Autorretrato - Capítulo Quarenta e Nove - Barbazul

        Falta na cor dos teus olhos a origem, aquele pedaço de vertigem que trava um embate nostálgico com a desilusão. Posso ver os erros e os sentimentos flutuando na sua imensidão, mas não consigo te mostrar a inteireza de compreender esses feitos, consigo apenas reprimir seu pedaço de juventude.

        Já fui camelo, já fui cortejo, já fui aquele desejo do beijo. Não sei quando parei de ser, pois outra coisa virei. Aquela brusca guinada que nos transforma no contexto e no espaço tem idade para acontecer, sem isso a gente mal vê a vida esvaecer.

        Não posso nem te dizer que é a solidão, pois isso já estava previsto. Cheguei nesse mundo com muita força, e não consegui desvencilhar as dificuldades do meu viver de minha personificação. Colhi os belos horrores que vi neste mundo e aterrei essa podridão no solo da plantação do meu castelo. Preferi manter certas coisas bem escondidas, mas o máximo que consegui foi enganar alguém por quatro anos.

        Cresceram paredes que sussurravam as surras que levei, alongaram-se corredores repletos de histórias mal acabadas. Ao invés de um palácio fiz um circo de horrores. Meus medos cresceram exponencialmente, e meus traumas se afundaram profundamente.
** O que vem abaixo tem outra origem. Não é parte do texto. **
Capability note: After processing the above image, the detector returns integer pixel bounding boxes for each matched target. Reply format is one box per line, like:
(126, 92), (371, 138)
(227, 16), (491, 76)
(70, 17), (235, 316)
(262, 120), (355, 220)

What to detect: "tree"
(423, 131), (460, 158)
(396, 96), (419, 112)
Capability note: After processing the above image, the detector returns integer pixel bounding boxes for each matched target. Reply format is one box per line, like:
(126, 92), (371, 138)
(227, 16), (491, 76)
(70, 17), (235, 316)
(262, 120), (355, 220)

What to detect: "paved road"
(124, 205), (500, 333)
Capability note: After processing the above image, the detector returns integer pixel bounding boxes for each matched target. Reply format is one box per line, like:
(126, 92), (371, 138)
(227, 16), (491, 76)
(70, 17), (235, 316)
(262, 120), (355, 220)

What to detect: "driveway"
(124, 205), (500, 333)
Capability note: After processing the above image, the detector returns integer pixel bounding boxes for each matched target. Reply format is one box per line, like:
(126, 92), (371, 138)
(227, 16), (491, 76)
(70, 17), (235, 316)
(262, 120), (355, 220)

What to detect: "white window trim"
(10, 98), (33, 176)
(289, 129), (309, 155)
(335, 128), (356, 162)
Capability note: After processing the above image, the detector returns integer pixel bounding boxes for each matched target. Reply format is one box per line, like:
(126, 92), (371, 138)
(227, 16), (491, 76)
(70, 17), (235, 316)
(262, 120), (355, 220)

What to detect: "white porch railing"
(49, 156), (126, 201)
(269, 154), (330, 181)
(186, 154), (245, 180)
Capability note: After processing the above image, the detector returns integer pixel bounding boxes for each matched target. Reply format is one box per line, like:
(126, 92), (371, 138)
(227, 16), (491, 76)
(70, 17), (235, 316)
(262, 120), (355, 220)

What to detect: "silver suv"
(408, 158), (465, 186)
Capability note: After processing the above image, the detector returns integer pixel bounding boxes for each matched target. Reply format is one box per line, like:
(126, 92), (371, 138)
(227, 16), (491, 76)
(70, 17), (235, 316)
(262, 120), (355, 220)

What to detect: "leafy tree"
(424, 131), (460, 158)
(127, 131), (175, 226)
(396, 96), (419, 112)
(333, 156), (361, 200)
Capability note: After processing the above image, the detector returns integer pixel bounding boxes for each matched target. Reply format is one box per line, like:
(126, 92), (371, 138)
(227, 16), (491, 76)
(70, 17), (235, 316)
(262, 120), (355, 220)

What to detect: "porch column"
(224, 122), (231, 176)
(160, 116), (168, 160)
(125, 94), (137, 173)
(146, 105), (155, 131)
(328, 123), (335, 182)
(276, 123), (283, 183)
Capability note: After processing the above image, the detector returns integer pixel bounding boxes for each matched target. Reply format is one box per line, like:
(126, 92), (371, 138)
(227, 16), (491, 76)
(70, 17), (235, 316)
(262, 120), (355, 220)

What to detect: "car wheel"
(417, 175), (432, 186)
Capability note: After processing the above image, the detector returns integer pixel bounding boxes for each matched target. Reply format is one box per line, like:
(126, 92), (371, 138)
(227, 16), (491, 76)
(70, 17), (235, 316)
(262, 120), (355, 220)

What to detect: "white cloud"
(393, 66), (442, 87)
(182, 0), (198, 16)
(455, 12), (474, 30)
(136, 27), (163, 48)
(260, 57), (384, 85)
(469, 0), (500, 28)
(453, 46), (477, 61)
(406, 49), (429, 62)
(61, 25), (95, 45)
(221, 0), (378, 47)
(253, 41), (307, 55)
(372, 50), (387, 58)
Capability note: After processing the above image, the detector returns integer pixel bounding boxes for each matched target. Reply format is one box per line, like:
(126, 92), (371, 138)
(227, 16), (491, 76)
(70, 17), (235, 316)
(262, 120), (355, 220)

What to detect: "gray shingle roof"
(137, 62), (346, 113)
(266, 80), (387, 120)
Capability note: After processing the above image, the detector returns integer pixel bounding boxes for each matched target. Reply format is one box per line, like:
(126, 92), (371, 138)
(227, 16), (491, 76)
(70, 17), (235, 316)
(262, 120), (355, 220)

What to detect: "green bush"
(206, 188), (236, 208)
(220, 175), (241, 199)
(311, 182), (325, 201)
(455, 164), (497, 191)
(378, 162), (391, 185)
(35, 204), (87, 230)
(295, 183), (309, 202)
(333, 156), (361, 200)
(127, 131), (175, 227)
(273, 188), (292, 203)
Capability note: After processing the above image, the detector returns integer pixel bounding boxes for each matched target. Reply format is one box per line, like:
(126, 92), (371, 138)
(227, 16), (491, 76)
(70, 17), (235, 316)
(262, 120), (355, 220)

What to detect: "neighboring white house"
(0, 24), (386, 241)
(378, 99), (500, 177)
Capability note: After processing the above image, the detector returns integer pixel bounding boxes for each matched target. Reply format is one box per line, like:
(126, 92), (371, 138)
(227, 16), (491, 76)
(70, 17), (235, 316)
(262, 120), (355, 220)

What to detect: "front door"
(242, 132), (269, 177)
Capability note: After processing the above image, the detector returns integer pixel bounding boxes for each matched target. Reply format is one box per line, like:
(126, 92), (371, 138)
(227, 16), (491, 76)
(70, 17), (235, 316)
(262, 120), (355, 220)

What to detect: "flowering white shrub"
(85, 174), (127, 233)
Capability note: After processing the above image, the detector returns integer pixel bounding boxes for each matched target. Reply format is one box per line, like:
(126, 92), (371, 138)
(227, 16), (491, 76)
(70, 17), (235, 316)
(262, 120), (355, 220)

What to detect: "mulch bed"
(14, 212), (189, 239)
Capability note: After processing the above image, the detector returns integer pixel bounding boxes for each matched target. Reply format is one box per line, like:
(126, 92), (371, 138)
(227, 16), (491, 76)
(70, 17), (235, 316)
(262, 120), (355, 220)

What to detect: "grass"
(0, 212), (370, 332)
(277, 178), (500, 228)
Quanto menos eu queria mais essas mundanas origens me ancoravam em grotescos conceitos. Criei a receita da desavença.

        Mantive certas atitudes, comprei os devidos cuidados para não ser enrolado por alucinações transfiguradas em realidades, e só o que consegui foi manter o meu picadeiro cada vez maior e mais distante. Não há quem aguente esse cheiro por mais de cinco minutos.

        Eu sei que você já sabe, meu doce querubim. Todos os que entram aqui são mortos por mim, todos que eu trago são aprisionados pelas minhas repugnantes lacunas. Não consigo e nem quero evitar isso, foi tão bom sentir a sua luz ralentar essa passagem de tempo, seu leve coração bombear os meus horrores para longe.

        Por um tempo, apenas, agora que tudo retorna e sua cor lhe foge dos lábios, agora que sua sanidade supera a sua ingênua bondade, você consegue me ver aqui, sentado no meio dessas carniças ensanguentadas. Preciso renovar a minha podridão.

        Desculpe-me pequeno anjo, você foi um bem necessário.